L'aujourd'hui nocturne existe aussi dans les parlers gallo-romans, notamment en gallo ou "aujourd'hui" ce dit anë [a'nə] (< lat. ad-nŏctem), une forme identique à l'ancien français anuit "la nuit passée, cette nuit". D'après le FEW ce sens est attestée dès le XIVème siècle. L'ALF montre que ce mot est utilisé pour "aujourd'hui" dans l'ouest de la France : une partie de la Picardie, Normandie, Bretagne romane, Poitou et Saintonge, ainsi qu'en Auvergne, Limousin, Périgord et Gascogne girondine.

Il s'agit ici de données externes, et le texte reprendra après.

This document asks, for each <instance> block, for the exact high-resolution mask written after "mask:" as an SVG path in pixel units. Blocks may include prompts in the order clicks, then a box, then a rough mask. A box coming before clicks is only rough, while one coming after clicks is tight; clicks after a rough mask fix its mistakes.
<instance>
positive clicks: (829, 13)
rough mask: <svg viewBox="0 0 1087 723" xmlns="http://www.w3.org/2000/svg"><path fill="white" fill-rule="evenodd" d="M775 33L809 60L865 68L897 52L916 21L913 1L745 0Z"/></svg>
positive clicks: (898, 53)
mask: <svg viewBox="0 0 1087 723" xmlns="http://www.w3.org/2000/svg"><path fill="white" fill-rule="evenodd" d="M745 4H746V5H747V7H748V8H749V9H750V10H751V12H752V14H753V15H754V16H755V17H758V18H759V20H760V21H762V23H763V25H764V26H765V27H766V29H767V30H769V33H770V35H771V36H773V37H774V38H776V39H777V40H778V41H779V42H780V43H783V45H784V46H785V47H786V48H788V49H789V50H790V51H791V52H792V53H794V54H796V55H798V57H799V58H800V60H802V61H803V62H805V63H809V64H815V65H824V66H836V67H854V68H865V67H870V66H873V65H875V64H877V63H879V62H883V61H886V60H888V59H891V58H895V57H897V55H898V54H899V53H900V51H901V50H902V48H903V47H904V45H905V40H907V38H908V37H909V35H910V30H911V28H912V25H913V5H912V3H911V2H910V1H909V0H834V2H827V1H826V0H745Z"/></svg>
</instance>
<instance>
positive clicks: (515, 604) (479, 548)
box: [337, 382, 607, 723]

Une aire linguistique plus petite, dans l'est, a aussi ce mot : elle est fragmentée entre les Vosges et la Wallonie. Ceci suggère qu'anuit était autrefois plus répandu, puis qu'il a été supplanté par l’expansion de la forme centrale aujourd'hui. Dans le Triangle des Landes, Bernard Manciet cite l'aujourd'hui nocturne pour montrer la grande originalité de son parler gascon de Sabres.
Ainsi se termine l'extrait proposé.